PLANTRÔSE, baissant la voix.

Alors des soupçons ?

CHAPELARD, de même.

Énormes !

PLANTRÔSE.

Et enfin ?...

CHAPELARD.

Enfin, il a perdu patience, ne voyant pas paraître M. de Montignac, et il est parti pour Auteuil. Resté seul... rien à faire ici... l’idée m’est venue d’aller surprendre Sulpice endormi.

S’interrompant.

Et au fait... vous allez peut-être m’éclairer, vous !

PLANTRÔSE, après avoir regardé l’heure à sa montre.

Dites !

CHAPELARD.

J’arrive donc chez Sulpice, que je n’ai pas vu depuis hier...

PLANTRÔSE.

Bien !

CHAPELARD.

Et je demande à sa concierge : « Dort-il encore, ce cher enfant ?... » Elle me répond : « Monsieur, je ne crois pas qu’il dorme... il a découché ! »

PLANTRÔSE.

Ah !

CHAPELARD.

Inutile de vous dire qu’aucun mauvais soupçon ! Ah ! Dieu !... cher enfant ! Je le connais trop bien ! une éducation... une morale... je me dis : Quelque bonne œuvre !... Peut-être un malade à veiller !... Je vais l’attendre !... je monte chez lui ! – Dans la cheminée... un papier tordu... à demi brulé, frappe ma vue... Je le prends...

Il le tire de sa poche.

Par habitude, j’aime bien...

PLANTRÔSE.

Oui.

CHAPELARD.

Simple curiosité !... Et je lis :

Il lit.

« Mon bon petit ch... » Le reste de la ligne, vous voyez !... brûlé !

PLANTRÔSE.

Je vois...

CHAPELARD, lisant.

« Mon bon petit ch... attends-moi ce soir à la sortie de l’O... »

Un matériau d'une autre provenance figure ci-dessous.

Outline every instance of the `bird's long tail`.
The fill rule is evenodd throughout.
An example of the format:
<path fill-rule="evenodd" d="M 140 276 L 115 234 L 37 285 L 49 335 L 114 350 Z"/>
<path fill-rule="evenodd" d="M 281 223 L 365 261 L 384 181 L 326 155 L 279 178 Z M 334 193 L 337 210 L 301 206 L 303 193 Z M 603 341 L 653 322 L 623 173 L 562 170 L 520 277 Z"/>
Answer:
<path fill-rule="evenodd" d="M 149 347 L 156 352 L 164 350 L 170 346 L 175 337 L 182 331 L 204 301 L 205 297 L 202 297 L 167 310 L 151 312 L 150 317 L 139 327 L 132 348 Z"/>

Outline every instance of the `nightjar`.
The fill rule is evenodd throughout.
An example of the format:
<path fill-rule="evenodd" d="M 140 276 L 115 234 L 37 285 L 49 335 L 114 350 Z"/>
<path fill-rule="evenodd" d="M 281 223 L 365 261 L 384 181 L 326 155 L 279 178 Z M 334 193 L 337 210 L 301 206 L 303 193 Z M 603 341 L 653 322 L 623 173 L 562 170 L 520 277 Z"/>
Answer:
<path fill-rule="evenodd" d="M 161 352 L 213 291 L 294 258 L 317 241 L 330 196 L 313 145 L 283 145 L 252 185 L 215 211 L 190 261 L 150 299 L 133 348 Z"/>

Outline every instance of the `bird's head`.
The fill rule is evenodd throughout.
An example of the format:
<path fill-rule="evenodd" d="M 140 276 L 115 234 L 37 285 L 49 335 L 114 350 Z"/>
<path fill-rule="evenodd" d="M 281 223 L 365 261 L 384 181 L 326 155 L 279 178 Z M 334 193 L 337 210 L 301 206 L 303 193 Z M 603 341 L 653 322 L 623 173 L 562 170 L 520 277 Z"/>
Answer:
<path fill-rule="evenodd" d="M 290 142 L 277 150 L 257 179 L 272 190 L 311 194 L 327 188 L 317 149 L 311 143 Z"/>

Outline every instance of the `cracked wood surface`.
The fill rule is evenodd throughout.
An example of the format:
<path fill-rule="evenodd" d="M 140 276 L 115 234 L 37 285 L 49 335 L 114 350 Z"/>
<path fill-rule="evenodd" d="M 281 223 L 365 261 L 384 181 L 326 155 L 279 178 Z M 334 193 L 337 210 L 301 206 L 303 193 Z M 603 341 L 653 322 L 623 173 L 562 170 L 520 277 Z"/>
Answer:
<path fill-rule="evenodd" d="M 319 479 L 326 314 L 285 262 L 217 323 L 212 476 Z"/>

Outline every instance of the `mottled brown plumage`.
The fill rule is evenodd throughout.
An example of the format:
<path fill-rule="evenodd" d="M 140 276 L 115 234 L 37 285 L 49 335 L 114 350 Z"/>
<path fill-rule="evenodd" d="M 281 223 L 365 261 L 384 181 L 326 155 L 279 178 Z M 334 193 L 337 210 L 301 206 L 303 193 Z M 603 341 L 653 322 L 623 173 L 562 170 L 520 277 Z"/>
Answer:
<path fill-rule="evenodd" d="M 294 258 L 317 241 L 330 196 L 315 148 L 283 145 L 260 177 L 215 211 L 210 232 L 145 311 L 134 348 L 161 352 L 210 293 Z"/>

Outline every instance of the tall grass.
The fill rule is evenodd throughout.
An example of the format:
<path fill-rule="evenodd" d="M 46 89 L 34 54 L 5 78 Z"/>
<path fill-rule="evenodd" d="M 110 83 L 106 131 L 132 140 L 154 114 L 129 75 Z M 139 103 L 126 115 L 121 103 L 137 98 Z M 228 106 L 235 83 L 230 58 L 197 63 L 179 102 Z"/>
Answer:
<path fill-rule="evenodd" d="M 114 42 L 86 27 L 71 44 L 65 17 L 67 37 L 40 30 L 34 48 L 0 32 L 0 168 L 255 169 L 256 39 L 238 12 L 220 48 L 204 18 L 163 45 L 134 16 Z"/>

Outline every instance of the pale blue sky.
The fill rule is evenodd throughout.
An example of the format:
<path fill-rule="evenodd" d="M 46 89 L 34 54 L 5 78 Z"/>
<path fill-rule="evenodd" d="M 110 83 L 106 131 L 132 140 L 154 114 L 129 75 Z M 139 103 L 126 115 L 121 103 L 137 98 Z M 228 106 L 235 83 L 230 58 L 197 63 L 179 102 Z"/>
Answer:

S’interrompant et montrant.

Brûlé !...

Continuant à lire.

« Et n’oublie pas d’apporter l’argent pour mon sac... »

Même jeu.

Brûlé !... à la ligne...

Lisant.

« issier !... »

Parlé.

Et plus bas...

Lisant.

« Paq... ! »

PLANTRÔSE.

Diable ! c’est énigmatique, ça !

CHAPELARD.

N’est-ce pas ? Eh bien ! moi, j’ai reconstruit ça, en partie...

PLANTRÔSE.

Ah ! voyons votre petit travail...

CHAPELARD, lisant.

« Mon bon... »

S’interrompant.

Je lis couramment...

PLANTRÔSE.

Oui...

CHAPELARD.

« Mon bon petit chérubin !... »

S’interrompant.

ch... c’est chérubin, évidemment !

PLANTRÔSE.

Allez toujours !

CHAPELARD, lisant.

« Mon bon petit chérubin !... Attends-moi ce soir à la sortie de l’O... ffice... » L’office du soir... donc !

Lisant.

« Attends-moi ce soir à la sortie de l’office !... Et n’oublie pas d’apporter l’argent pour mon sac !... » Ça, c’est plus douteux, évidemment ce n’est pas... l’argent pour mon sac... un point !... Ça ne voudrait rien dire... Je restitue... « Et n’oublie pas d’apporter l’argent pour mon sac...ristain ! »

PLANTRÔSE.

Ah ! sacristain !... Oui, c’est joli !

CHAPELARD.

N’est-ce pas, c’est ingénieux !

PLANTRÔSE.

Charmant !

CHAPELARD, continuant, avec satisfaction.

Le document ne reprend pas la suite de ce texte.